It is thus becoming a net importer of shipping services especially ship finance, the report of the Committee for Development of Avenues for Ship Acquisition, Financing and Leasing from GIFT IFSC.
The panel was constituted by the International Financial Services Centres Authority (IFSCA) in June and submitted its report on October 28, the Gandhinagar-based regulator said in a statement.
IFSCA, established in April last year, is a unified authority for the development and regulation of financial products, financial services and financial institutions in the international financial services centre (IFSC) in India. Currently, GIFT IFSC is the maiden IFSC in India.
The panel headed by Vandana Aggarwal carried out a 360-degree examination of the existing legal and regulatory regime in IFSC in India for ship acquisition, financing and leasing, comparing it with those of the global top-ranking marine hubs.
It developed financial models to gauge the gap in costs, including capital and operating costs and tax costs, of doing this business in IFSC and these hubs, said the statement adding that it has identified bottlenecks to the realisation of India’s shipping sector’s growth story.
It held extensive stakeholder consultations towards working out the changes required for seeding the robust ship acquisition, financing and leasing (SAFAL) regime at India-IFSC.
To this end, it also holistically considered the supportive links of shipbuilding, flagging, operating, and repairs and recycling in the shipping value chain, it said.
The focus remained on enabling cost-effective and competitive delivery of shipping services on ships owned and leased from India-offshore IFSC which is on par with overseas competitors, it added.
“The Report provides useful recommendations for realising the true transformational potential of India are shipping industry. It finds that the time is opportune for imparting a brand value to Indian-flagged vessels,” it said.
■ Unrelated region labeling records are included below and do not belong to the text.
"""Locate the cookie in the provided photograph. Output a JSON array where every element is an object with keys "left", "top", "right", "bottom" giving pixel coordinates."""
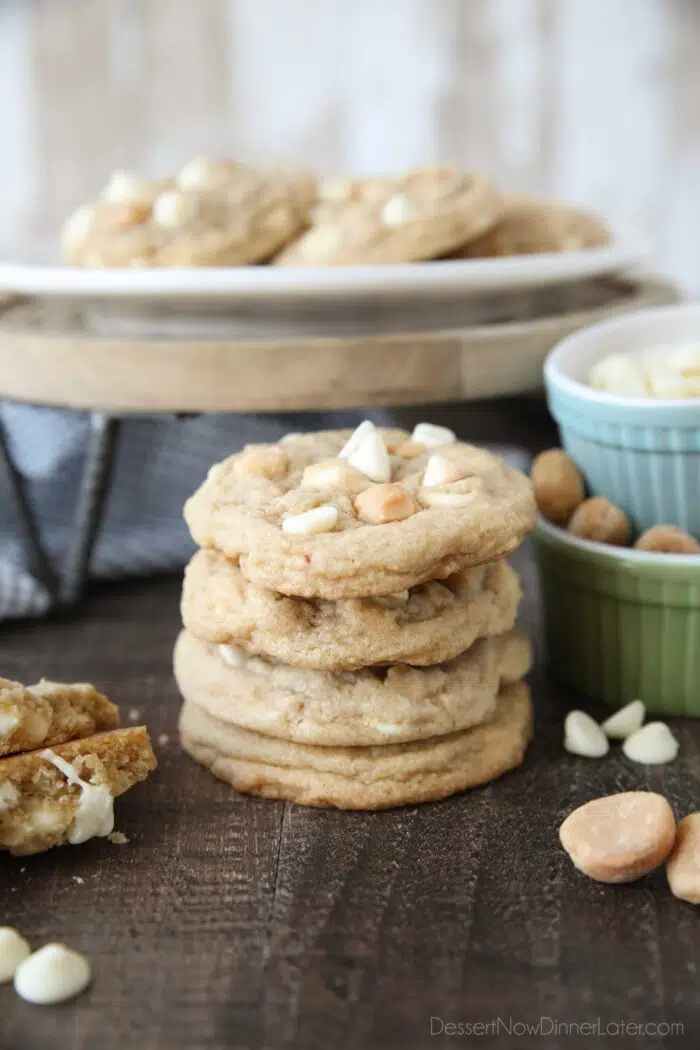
[
  {"left": 179, "top": 683, "right": 532, "bottom": 810},
  {"left": 273, "top": 167, "right": 501, "bottom": 266},
  {"left": 174, "top": 630, "right": 532, "bottom": 747},
  {"left": 0, "top": 726, "right": 156, "bottom": 855},
  {"left": 185, "top": 422, "right": 535, "bottom": 601},
  {"left": 62, "top": 159, "right": 315, "bottom": 267},
  {"left": 182, "top": 550, "right": 521, "bottom": 671},
  {"left": 455, "top": 194, "right": 610, "bottom": 258},
  {"left": 0, "top": 678, "right": 119, "bottom": 755}
]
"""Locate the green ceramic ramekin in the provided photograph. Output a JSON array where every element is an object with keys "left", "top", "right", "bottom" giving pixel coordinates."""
[{"left": 533, "top": 519, "right": 700, "bottom": 717}]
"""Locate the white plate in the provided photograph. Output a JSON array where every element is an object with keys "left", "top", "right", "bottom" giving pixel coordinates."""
[{"left": 0, "top": 221, "right": 646, "bottom": 309}]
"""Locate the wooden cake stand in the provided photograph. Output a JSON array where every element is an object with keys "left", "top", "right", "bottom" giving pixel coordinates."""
[{"left": 0, "top": 276, "right": 678, "bottom": 610}]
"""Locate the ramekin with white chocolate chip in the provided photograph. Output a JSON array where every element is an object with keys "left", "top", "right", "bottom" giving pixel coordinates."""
[{"left": 545, "top": 306, "right": 700, "bottom": 538}]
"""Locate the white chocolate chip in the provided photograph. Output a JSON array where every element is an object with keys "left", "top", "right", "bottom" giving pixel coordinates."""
[
  {"left": 282, "top": 503, "right": 338, "bottom": 536},
  {"left": 600, "top": 700, "right": 644, "bottom": 740},
  {"left": 622, "top": 722, "right": 678, "bottom": 765},
  {"left": 338, "top": 419, "right": 377, "bottom": 459},
  {"left": 153, "top": 190, "right": 197, "bottom": 228},
  {"left": 102, "top": 171, "right": 153, "bottom": 204},
  {"left": 564, "top": 711, "right": 610, "bottom": 758},
  {"left": 381, "top": 196, "right": 416, "bottom": 226},
  {"left": 0, "top": 780, "right": 20, "bottom": 813},
  {"left": 301, "top": 460, "right": 352, "bottom": 488},
  {"left": 42, "top": 749, "right": 114, "bottom": 845},
  {"left": 318, "top": 179, "right": 355, "bottom": 204},
  {"left": 218, "top": 646, "right": 248, "bottom": 668},
  {"left": 347, "top": 428, "right": 391, "bottom": 482},
  {"left": 62, "top": 204, "right": 94, "bottom": 245},
  {"left": 0, "top": 926, "right": 31, "bottom": 984},
  {"left": 15, "top": 944, "right": 92, "bottom": 1006},
  {"left": 410, "top": 423, "right": 457, "bottom": 448},
  {"left": 373, "top": 590, "right": 410, "bottom": 609},
  {"left": 246, "top": 656, "right": 270, "bottom": 674},
  {"left": 0, "top": 711, "right": 20, "bottom": 738},
  {"left": 589, "top": 354, "right": 650, "bottom": 397},
  {"left": 375, "top": 722, "right": 401, "bottom": 736},
  {"left": 175, "top": 156, "right": 228, "bottom": 190},
  {"left": 423, "top": 455, "right": 464, "bottom": 488},
  {"left": 418, "top": 489, "right": 476, "bottom": 507}
]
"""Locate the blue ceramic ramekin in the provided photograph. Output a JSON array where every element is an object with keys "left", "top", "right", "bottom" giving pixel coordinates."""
[{"left": 545, "top": 305, "right": 700, "bottom": 539}]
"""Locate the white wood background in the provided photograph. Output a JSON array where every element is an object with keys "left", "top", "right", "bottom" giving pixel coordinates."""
[{"left": 0, "top": 0, "right": 700, "bottom": 295}]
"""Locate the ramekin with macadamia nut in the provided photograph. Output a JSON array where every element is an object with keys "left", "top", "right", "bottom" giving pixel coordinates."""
[{"left": 531, "top": 438, "right": 700, "bottom": 716}]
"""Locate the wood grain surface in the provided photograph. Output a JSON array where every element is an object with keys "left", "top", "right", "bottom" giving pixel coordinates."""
[
  {"left": 0, "top": 276, "right": 678, "bottom": 413},
  {"left": 0, "top": 401, "right": 700, "bottom": 1050}
]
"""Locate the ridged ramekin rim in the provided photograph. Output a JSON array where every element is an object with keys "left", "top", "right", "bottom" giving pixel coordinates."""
[{"left": 534, "top": 515, "right": 700, "bottom": 582}]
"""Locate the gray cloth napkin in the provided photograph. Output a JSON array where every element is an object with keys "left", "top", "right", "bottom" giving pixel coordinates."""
[{"left": 0, "top": 404, "right": 527, "bottom": 620}]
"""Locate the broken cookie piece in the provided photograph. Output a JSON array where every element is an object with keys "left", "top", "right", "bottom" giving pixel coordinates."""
[
  {"left": 0, "top": 726, "right": 157, "bottom": 856},
  {"left": 0, "top": 678, "right": 119, "bottom": 755}
]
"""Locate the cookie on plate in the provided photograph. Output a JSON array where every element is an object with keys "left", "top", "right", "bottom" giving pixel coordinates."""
[
  {"left": 273, "top": 167, "right": 501, "bottom": 266},
  {"left": 179, "top": 683, "right": 532, "bottom": 810},
  {"left": 0, "top": 726, "right": 157, "bottom": 855},
  {"left": 62, "top": 158, "right": 315, "bottom": 267},
  {"left": 185, "top": 421, "right": 535, "bottom": 601},
  {"left": 174, "top": 630, "right": 532, "bottom": 748},
  {"left": 182, "top": 550, "right": 521, "bottom": 671},
  {"left": 0, "top": 678, "right": 119, "bottom": 755},
  {"left": 453, "top": 194, "right": 610, "bottom": 258}
]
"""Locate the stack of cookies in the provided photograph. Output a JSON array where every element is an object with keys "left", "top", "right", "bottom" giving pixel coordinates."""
[{"left": 174, "top": 422, "right": 534, "bottom": 810}]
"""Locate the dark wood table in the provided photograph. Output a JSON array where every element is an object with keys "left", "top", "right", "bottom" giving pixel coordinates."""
[{"left": 0, "top": 401, "right": 700, "bottom": 1050}]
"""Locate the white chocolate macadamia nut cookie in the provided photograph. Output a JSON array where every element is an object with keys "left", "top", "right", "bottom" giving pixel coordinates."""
[
  {"left": 185, "top": 424, "right": 535, "bottom": 600},
  {"left": 273, "top": 167, "right": 501, "bottom": 266},
  {"left": 179, "top": 683, "right": 532, "bottom": 810},
  {"left": 174, "top": 630, "right": 532, "bottom": 748},
  {"left": 62, "top": 158, "right": 315, "bottom": 267},
  {"left": 182, "top": 550, "right": 521, "bottom": 671}
]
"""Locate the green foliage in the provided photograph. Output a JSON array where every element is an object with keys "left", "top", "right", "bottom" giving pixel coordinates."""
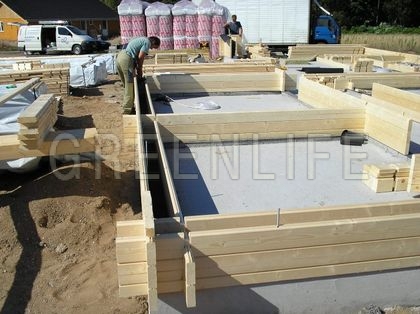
[
  {"left": 100, "top": 0, "right": 121, "bottom": 10},
  {"left": 313, "top": 0, "right": 420, "bottom": 31},
  {"left": 343, "top": 23, "right": 420, "bottom": 34}
]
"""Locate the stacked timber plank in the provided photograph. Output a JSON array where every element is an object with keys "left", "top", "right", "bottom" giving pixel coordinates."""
[
  {"left": 288, "top": 44, "right": 365, "bottom": 60},
  {"left": 18, "top": 94, "right": 58, "bottom": 149},
  {"left": 0, "top": 64, "right": 70, "bottom": 95},
  {"left": 407, "top": 154, "right": 420, "bottom": 192},
  {"left": 363, "top": 164, "right": 410, "bottom": 193},
  {"left": 143, "top": 62, "right": 275, "bottom": 74},
  {"left": 246, "top": 44, "right": 271, "bottom": 59},
  {"left": 0, "top": 77, "right": 97, "bottom": 160},
  {"left": 352, "top": 58, "right": 373, "bottom": 72},
  {"left": 115, "top": 220, "right": 148, "bottom": 297}
]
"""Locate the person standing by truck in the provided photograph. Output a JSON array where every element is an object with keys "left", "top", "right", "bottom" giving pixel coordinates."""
[
  {"left": 224, "top": 14, "right": 243, "bottom": 57},
  {"left": 117, "top": 36, "right": 160, "bottom": 114}
]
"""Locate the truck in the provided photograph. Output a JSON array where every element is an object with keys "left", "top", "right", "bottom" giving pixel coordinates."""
[
  {"left": 207, "top": 0, "right": 341, "bottom": 46},
  {"left": 18, "top": 21, "right": 110, "bottom": 55}
]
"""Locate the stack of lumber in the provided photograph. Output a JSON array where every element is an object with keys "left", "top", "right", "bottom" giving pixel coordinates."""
[
  {"left": 0, "top": 64, "right": 70, "bottom": 95},
  {"left": 407, "top": 154, "right": 420, "bottom": 192},
  {"left": 155, "top": 52, "right": 188, "bottom": 64},
  {"left": 352, "top": 58, "right": 373, "bottom": 72},
  {"left": 391, "top": 163, "right": 410, "bottom": 192},
  {"left": 363, "top": 163, "right": 410, "bottom": 193},
  {"left": 18, "top": 94, "right": 58, "bottom": 149},
  {"left": 288, "top": 44, "right": 365, "bottom": 60},
  {"left": 247, "top": 44, "right": 271, "bottom": 59},
  {"left": 115, "top": 220, "right": 148, "bottom": 297}
]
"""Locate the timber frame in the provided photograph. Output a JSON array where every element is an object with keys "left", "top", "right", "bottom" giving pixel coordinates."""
[
  {"left": 116, "top": 45, "right": 420, "bottom": 312},
  {"left": 0, "top": 77, "right": 97, "bottom": 160}
]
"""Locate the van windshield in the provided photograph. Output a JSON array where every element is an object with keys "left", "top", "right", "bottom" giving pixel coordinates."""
[{"left": 67, "top": 26, "right": 86, "bottom": 35}]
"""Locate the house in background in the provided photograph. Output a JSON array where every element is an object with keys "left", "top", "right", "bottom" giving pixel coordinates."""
[{"left": 0, "top": 0, "right": 120, "bottom": 41}]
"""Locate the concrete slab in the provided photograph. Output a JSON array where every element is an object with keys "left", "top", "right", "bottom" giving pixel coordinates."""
[
  {"left": 158, "top": 269, "right": 420, "bottom": 314},
  {"left": 153, "top": 92, "right": 309, "bottom": 113},
  {"left": 166, "top": 138, "right": 415, "bottom": 216}
]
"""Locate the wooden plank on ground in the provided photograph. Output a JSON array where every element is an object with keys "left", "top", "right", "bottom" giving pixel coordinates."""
[
  {"left": 195, "top": 256, "right": 420, "bottom": 291},
  {"left": 195, "top": 237, "right": 420, "bottom": 281},
  {"left": 185, "top": 200, "right": 420, "bottom": 231},
  {"left": 189, "top": 213, "right": 420, "bottom": 258},
  {"left": 0, "top": 128, "right": 97, "bottom": 160},
  {"left": 0, "top": 77, "right": 40, "bottom": 106},
  {"left": 372, "top": 83, "right": 420, "bottom": 112}
]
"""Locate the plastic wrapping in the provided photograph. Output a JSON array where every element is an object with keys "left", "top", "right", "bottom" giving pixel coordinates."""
[{"left": 144, "top": 2, "right": 171, "bottom": 16}]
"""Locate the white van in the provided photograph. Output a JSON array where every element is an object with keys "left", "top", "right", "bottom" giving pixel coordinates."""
[{"left": 18, "top": 24, "right": 110, "bottom": 55}]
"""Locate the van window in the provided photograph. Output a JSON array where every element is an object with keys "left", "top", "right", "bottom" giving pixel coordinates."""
[
  {"left": 67, "top": 26, "right": 85, "bottom": 35},
  {"left": 58, "top": 27, "right": 71, "bottom": 36}
]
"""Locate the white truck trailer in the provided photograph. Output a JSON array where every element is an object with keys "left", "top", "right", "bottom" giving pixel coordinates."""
[{"left": 202, "top": 0, "right": 340, "bottom": 46}]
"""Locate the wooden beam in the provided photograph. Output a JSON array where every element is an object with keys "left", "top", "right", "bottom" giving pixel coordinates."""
[
  {"left": 185, "top": 200, "right": 420, "bottom": 231},
  {"left": 0, "top": 128, "right": 97, "bottom": 160},
  {"left": 407, "top": 154, "right": 420, "bottom": 192},
  {"left": 189, "top": 213, "right": 420, "bottom": 258},
  {"left": 154, "top": 121, "right": 183, "bottom": 219},
  {"left": 0, "top": 77, "right": 40, "bottom": 106},
  {"left": 144, "top": 62, "right": 275, "bottom": 75},
  {"left": 184, "top": 249, "right": 197, "bottom": 308},
  {"left": 196, "top": 256, "right": 420, "bottom": 289},
  {"left": 148, "top": 72, "right": 282, "bottom": 94},
  {"left": 298, "top": 75, "right": 366, "bottom": 109},
  {"left": 156, "top": 109, "right": 365, "bottom": 143},
  {"left": 372, "top": 83, "right": 420, "bottom": 113},
  {"left": 195, "top": 237, "right": 420, "bottom": 282},
  {"left": 362, "top": 95, "right": 420, "bottom": 155}
]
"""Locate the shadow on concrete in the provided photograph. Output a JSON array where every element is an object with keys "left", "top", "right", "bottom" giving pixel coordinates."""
[
  {"left": 165, "top": 141, "right": 219, "bottom": 216},
  {"left": 0, "top": 158, "right": 140, "bottom": 314}
]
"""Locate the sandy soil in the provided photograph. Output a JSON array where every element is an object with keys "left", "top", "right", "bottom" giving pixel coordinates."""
[{"left": 0, "top": 76, "right": 147, "bottom": 314}]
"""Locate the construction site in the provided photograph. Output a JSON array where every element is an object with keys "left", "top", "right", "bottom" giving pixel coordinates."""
[{"left": 0, "top": 40, "right": 420, "bottom": 313}]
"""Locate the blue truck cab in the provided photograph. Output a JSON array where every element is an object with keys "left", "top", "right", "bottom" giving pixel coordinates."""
[{"left": 312, "top": 15, "right": 341, "bottom": 44}]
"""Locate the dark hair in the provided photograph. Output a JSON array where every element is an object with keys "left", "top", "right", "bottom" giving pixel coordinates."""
[{"left": 149, "top": 36, "right": 160, "bottom": 47}]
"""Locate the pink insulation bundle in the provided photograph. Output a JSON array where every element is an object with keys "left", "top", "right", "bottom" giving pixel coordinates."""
[
  {"left": 172, "top": 0, "right": 199, "bottom": 49},
  {"left": 172, "top": 15, "right": 185, "bottom": 37},
  {"left": 117, "top": 0, "right": 133, "bottom": 44},
  {"left": 197, "top": 14, "right": 211, "bottom": 42},
  {"left": 144, "top": 2, "right": 174, "bottom": 50},
  {"left": 130, "top": 0, "right": 147, "bottom": 37}
]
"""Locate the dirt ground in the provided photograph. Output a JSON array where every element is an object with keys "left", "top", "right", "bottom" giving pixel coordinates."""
[{"left": 0, "top": 75, "right": 147, "bottom": 314}]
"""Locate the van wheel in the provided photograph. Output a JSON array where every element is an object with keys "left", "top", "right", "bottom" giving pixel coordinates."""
[{"left": 72, "top": 45, "right": 82, "bottom": 55}]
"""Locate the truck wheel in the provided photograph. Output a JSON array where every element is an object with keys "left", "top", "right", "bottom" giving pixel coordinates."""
[{"left": 72, "top": 45, "right": 82, "bottom": 55}]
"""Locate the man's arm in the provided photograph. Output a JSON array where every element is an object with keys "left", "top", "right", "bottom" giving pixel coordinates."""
[{"left": 136, "top": 51, "right": 146, "bottom": 77}]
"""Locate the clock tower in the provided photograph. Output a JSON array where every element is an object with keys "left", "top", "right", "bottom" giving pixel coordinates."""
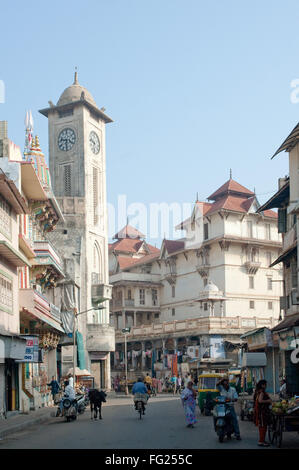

This can be done by carving out a share in global cross trades, securing gainful transactions for India’s marketplace, promoting de-carbonisation and greening of the blue oceans, and leveraging India-IFSC Maritime for achieving the Maritime India Vision 2030 and beyond, it said.
Essentially, it said, the committee has found that the concept of IFSC, conceived for financial services, should be naturally extended to SAFAL products and services, including ancillaries.
This may entail notifying vessel leasing or operating lease of any equipment as a ‘financial product’ to enable ship leasing entities to set up a unit in IFSC, the report said.
Direct and indirect tax changes have been proposed based on the competitive gaps identified through the financial models developed for India-IFSC, it added.